To accompany this lesson, there is provided another simple online calculator (it’ll open in a new window).:
Please read the notes tab of the calculator before you use it, in order to be clear about the various inputs and outputs.
To illustrate how sensitive LCOE figures can be to some of the key assumptions made, you can make use of the questions posed in the quiz below.
Test Your Understanding…
Start by setting up a “base case” in the calculator as follows:
A 50MW PV plant costs $75m to build and $400,000 ($0.4m) to operate each year.
80% of the cost is borrowed as debt ($60m), repaid over the 20 year assumed lifetime of the project, at an interest rate of 6%.

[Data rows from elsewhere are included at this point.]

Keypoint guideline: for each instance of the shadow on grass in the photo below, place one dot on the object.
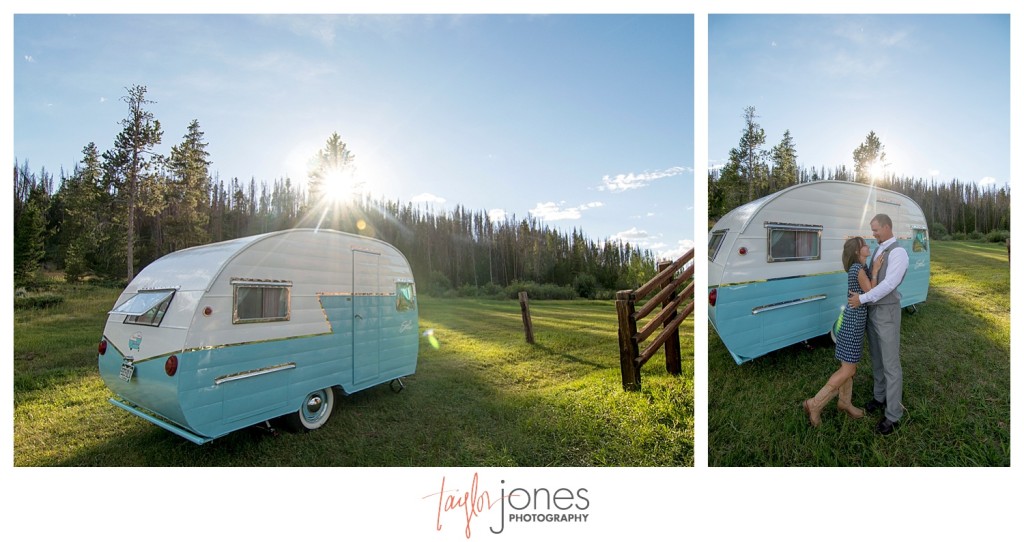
(461, 409)
(956, 394)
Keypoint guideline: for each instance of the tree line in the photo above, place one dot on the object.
(121, 209)
(954, 207)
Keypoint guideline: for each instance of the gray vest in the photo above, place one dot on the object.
(893, 297)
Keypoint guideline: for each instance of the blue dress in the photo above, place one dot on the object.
(850, 339)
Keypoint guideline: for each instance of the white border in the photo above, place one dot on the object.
(674, 503)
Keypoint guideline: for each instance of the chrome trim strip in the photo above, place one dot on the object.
(727, 285)
(255, 372)
(800, 227)
(782, 304)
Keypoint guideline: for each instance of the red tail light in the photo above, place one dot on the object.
(171, 366)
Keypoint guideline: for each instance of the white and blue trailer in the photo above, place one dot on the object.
(775, 276)
(211, 339)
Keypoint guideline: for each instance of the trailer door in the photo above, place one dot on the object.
(366, 317)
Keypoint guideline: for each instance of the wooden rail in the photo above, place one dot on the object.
(662, 291)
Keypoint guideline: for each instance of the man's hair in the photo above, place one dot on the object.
(883, 219)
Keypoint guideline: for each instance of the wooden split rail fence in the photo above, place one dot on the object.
(662, 291)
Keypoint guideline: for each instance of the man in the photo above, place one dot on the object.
(884, 322)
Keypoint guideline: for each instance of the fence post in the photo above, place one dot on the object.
(527, 323)
(673, 357)
(629, 350)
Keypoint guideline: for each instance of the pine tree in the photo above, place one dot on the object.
(30, 235)
(85, 227)
(188, 192)
(130, 166)
(784, 171)
(332, 165)
(868, 158)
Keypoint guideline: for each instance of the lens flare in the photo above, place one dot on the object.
(431, 339)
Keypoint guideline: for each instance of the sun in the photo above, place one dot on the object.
(877, 170)
(341, 185)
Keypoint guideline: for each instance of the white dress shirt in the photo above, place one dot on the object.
(899, 260)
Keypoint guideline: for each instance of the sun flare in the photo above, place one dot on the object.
(877, 170)
(341, 186)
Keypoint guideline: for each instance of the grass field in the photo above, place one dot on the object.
(955, 358)
(482, 398)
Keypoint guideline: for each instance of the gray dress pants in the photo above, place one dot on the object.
(883, 338)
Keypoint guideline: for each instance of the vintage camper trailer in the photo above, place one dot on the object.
(774, 265)
(214, 338)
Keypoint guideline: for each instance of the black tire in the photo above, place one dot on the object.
(313, 413)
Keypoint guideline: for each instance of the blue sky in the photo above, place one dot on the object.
(583, 121)
(934, 88)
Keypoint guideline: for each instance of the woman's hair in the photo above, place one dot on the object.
(850, 251)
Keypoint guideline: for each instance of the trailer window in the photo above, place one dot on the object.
(145, 307)
(794, 243)
(715, 243)
(407, 296)
(920, 240)
(261, 302)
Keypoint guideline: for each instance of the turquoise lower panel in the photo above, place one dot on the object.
(749, 335)
(205, 409)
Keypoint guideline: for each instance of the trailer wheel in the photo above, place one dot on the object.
(313, 413)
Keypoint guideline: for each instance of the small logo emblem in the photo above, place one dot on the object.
(135, 342)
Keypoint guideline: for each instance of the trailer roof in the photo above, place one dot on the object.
(740, 216)
(197, 267)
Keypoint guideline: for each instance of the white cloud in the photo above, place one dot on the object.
(497, 215)
(633, 235)
(625, 181)
(428, 198)
(551, 211)
(676, 252)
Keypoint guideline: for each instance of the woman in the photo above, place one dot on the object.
(849, 339)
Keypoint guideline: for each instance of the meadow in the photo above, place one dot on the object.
(955, 358)
(480, 397)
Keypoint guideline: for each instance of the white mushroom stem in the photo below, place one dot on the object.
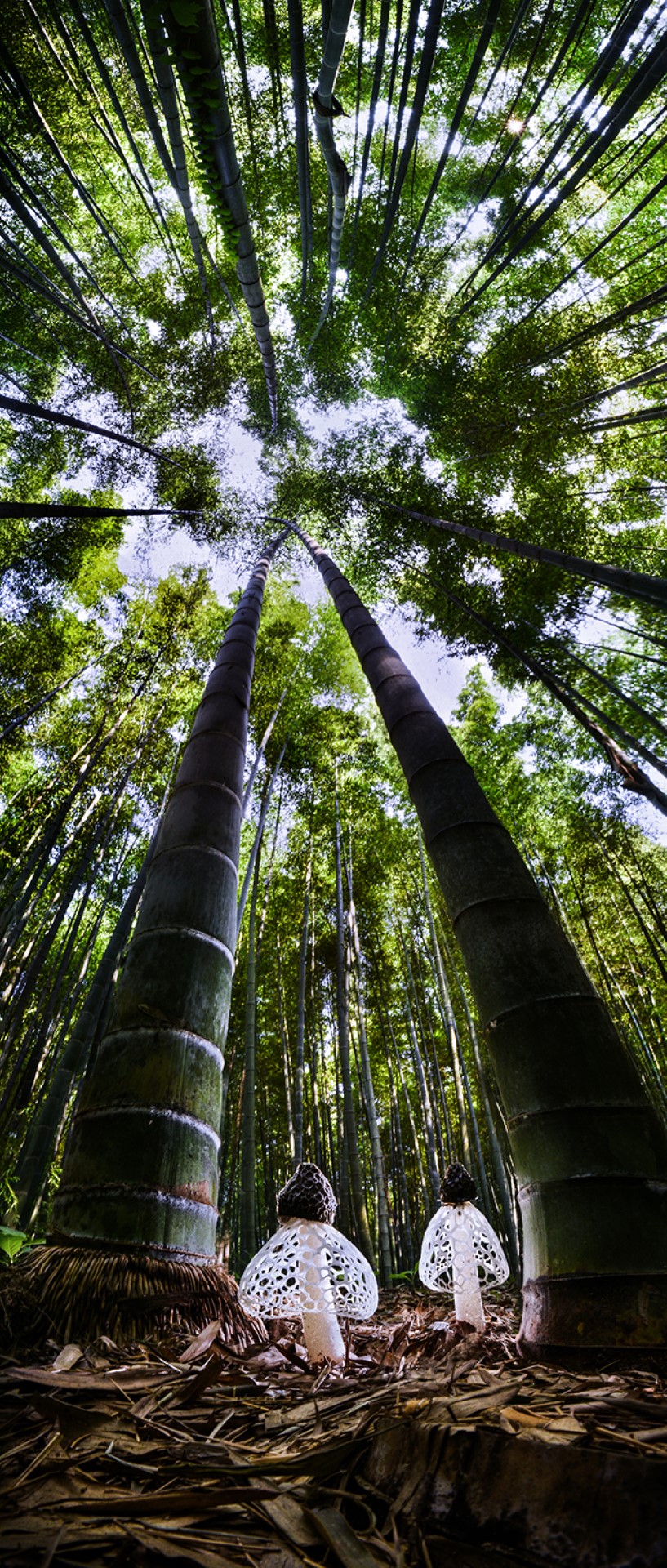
(322, 1330)
(465, 1280)
(323, 1336)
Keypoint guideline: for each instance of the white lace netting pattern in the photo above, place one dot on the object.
(309, 1267)
(445, 1252)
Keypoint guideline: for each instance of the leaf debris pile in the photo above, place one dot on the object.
(193, 1452)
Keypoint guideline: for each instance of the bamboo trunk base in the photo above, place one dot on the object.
(80, 1293)
(594, 1312)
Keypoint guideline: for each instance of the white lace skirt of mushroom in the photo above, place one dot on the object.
(457, 1247)
(309, 1269)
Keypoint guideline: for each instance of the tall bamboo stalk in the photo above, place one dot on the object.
(589, 1148)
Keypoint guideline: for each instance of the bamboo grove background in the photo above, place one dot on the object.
(443, 315)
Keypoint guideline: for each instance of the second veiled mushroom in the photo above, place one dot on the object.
(457, 1245)
(309, 1269)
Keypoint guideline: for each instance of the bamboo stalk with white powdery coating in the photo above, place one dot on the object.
(590, 1152)
(141, 1169)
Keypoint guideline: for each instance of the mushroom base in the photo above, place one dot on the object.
(323, 1336)
(469, 1305)
(594, 1312)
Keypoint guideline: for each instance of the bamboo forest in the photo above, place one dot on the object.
(332, 783)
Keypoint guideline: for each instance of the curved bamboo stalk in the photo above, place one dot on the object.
(300, 88)
(54, 417)
(589, 1148)
(207, 102)
(141, 1165)
(326, 109)
(633, 586)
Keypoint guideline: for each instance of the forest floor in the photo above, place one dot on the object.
(428, 1448)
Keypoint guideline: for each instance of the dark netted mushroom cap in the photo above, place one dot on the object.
(307, 1196)
(457, 1186)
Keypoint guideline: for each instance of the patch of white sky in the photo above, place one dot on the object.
(153, 549)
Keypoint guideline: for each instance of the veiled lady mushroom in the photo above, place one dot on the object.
(457, 1244)
(309, 1269)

The plant is in a sunny location, achieving a capacity factor of 25%, with the energy output assumed to be maintained at its initial levels throughout the project life. This electricity output can be sold for $50/MWh.
Tax is paid at 35% and a discount rate of 10% is applied to future values (of energy and costs).
Calculated on a leveraged basis, what is the base case LCOE?
Without changing any other assumptions, by how much does a) a reduction and b) an increase in the chosen discount rate – by 5% in each case – change the calculated LCOE?
Go back to the base case (you can press “reset” to do this) and now increase the installed cost by 20%, to $90m. What is the impact on leveraged LCOE?
Go back to the base case (press reset) and now increase the O&M costs by 20%, to $0.48m per year. What is the impact on leveraged LCOE?
From the base case, what percentage increase in O&M costs would it take to increase leveraged LCOE by the same amount as was seen from a 20% increase in installed cost? (i.e. from $46/MWh in the base case, to $59/MWh)
Go back to the base case (press reset)
Now assume that the annual energy generated reduces: degrading at 1% a year (let’s say this is due to lack of panel cleaning). What is the impact on leveraged LCOE?
Go back to the base case.
Now let’s assume less favourable terms from the debt lender: they want their money back in 10 years and charge an interest rate of 8%. How does this impact leveraged LCOE?
Keeping those increased financing costs, and assuming that the debt amount cannot rise higher than 80% of the installed costs, how low would these installed cost need to be, to get back to our base case leveraged LCOE ($46/MWh)?